Crédits : Libre de droits (Canva)
L’emprise vise à prendre le contrôle mental, émotionnel et comportemental d’une personne, jusqu’à réduire sa capacité de discernement. Dans le contexte de l’exploitation sexuelle, ce processus est souvent progressif et s’articule en 4 étapes distinctes : le recrutement, l’enjôlement, l’établissement d’une dépendance relationnelle, et enfin l’exploitation. Ce schéma est particulièrement visible dans le cas des « loverboys », des jeunes hommes qui séduisent et manipulent leurs victimes, souvent des mineur·es, pour les rendre émotionnellement dépendant·es avant de les exploiter sexuellement.

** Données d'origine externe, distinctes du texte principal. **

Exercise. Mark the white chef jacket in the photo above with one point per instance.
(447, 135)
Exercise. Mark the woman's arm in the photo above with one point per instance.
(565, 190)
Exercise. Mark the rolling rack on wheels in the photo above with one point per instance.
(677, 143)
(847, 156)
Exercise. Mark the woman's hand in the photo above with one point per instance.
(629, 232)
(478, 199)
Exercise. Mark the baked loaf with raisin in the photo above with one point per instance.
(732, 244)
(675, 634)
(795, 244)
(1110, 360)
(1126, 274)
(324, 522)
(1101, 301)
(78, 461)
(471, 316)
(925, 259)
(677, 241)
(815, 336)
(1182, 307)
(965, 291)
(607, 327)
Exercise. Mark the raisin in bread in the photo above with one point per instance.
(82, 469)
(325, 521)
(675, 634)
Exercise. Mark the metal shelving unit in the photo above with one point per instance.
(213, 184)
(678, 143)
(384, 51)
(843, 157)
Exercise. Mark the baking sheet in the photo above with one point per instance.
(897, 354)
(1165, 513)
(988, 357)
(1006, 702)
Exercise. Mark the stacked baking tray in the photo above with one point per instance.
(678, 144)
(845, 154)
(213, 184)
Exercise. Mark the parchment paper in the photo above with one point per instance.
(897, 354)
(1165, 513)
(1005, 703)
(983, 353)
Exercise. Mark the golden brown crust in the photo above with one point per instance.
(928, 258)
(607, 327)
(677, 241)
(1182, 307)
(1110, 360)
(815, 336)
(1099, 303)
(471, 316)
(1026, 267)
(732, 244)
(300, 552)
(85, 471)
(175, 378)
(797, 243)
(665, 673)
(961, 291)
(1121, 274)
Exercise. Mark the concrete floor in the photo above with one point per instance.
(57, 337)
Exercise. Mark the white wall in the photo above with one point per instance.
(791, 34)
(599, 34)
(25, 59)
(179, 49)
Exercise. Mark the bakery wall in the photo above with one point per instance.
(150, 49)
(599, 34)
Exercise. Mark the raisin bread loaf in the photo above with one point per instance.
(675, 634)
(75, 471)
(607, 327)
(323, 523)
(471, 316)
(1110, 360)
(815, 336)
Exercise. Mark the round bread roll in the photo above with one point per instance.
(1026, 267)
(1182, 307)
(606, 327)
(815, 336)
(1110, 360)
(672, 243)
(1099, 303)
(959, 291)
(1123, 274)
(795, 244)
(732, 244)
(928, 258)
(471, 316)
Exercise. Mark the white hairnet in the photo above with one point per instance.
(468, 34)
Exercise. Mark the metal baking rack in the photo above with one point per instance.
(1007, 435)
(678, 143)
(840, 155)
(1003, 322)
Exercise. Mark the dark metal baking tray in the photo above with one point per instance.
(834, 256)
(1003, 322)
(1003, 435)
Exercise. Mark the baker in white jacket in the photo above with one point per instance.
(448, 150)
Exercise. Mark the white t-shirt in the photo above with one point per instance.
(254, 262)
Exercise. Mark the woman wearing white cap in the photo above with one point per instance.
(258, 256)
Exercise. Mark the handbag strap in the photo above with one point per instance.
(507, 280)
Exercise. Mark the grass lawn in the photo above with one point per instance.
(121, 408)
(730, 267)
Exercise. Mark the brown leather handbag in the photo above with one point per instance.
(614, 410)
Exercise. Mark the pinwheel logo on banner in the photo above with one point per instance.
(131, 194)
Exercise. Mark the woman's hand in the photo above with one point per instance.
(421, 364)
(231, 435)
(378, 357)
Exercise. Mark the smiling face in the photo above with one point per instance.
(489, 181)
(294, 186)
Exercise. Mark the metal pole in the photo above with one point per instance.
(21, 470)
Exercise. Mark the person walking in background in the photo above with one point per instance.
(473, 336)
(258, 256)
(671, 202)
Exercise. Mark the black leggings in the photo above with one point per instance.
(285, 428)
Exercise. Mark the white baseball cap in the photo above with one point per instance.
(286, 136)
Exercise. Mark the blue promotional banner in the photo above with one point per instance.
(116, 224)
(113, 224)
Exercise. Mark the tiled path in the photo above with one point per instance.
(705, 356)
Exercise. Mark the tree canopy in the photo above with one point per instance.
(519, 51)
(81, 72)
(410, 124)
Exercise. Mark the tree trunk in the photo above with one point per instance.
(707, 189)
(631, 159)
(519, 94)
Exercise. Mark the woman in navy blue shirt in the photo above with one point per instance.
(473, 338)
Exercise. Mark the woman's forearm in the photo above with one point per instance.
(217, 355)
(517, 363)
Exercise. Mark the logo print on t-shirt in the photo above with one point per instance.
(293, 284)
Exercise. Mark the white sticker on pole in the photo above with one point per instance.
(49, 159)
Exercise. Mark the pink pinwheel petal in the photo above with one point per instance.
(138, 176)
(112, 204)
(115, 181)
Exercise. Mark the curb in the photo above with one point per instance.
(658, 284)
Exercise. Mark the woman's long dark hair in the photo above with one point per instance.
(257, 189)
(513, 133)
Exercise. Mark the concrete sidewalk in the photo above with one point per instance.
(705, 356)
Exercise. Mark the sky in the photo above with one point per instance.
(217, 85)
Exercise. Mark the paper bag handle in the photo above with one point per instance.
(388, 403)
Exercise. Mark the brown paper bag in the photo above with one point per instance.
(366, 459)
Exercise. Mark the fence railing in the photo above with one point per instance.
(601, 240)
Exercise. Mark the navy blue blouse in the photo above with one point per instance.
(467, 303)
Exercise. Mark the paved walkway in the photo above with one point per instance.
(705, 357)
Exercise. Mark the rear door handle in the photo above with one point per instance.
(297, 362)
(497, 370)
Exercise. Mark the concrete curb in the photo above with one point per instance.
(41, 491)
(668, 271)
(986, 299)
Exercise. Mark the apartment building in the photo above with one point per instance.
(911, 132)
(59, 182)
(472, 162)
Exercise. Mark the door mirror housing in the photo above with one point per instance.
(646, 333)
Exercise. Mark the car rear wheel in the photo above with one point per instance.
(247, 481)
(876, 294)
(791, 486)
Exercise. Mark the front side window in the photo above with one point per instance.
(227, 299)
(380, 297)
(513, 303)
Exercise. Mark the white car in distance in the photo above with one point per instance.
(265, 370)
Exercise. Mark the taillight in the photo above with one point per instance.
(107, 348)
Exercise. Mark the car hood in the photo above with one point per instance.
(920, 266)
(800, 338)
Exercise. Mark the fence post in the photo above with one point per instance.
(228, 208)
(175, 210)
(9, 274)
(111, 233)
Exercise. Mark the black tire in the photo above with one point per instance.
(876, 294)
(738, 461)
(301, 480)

Le proxénétisme d’adolescent·es est une infraction liée au fait de profiter de la prostitution d’autrui. Il s’appuie sur ces mécanismes d’emprise. Les proxénètes peuvent être des individus très jeunes, qui organisent l’activité, recrutent ou facilitent l’exploitation. Leurs techniques de manipulation sont diverses et s’adaptent à la vulnérabilité des victimes potentielles. Elles incluent le grooming, le chantage à la diffusion d’images ou de contenus intimes, les violences physiques, psychologiques et/ou sexuelles, et/ou la soumission chimique. Une prévention adaptée nécessite une vigilance accrue face à ces signes qui sont parfois subtils.
L’exploitation sexuelle engendre des conséquences très lourdes et à long terme sur la santé physique, mentale et sexuelle de l’enfant... des effets parfois peu visibles mais dévastateurs.
Au-delà de la santé individuelle, l’exploitation sexuelle a des répercussions socio-économiques majeures. Elle conduit souvent à l’abandon scolaire, à des difficultés professionnelles à l’âge adulte, ainsi qu’à des difficultés relationnelles, une stigmatisation et une discrimination qui mènent à une solitude à long terme. Ces dégâts affectent également les familles et compromettent l’avenir de l’enfant, encore en pleine croissance, transformant l’exploitation en une violence qui frappe tous les aspects de l’existence.
Face à ces réalités alarmantes, la protection de l’enfant passe par une meilleure identification de ces mécanismes et un accompagnement renforcé. En 2023, ECPAT a mené une étude sur la situation des enfants sexuellement exploités en Belgique francophone, soulignant l’urgence d’agir. Pour répondre à ce défi, nous avons notamment mis en place les projets PEPS et CROSS.
Le projet CROSS | Outiller les professionnel·les contre l’exploitation sexuelle des enfants vise à soutenir les professionnels en contact avec les enfants pour mieux identifier et répondre aux situations d’exploitation. Parallèlement, le projet PEPS | Mieux protéger les enfants contre l’exploitation sexuelle en Belgique et en France travaille au renforcement des systèmes de protection de l’enfance en Belgique et en France. L’objectif est de sortir d’une gestion fragmentée en créant des passerelles durables entre les divers·es professionnel·les concerné·es.
En mettant en lumière la nature multidimensionnelle de cette violence, ces initiatives cherchent à construire des réponses plus coordonnées et efficaces pour protéger les victimes et prévenir ces crimes.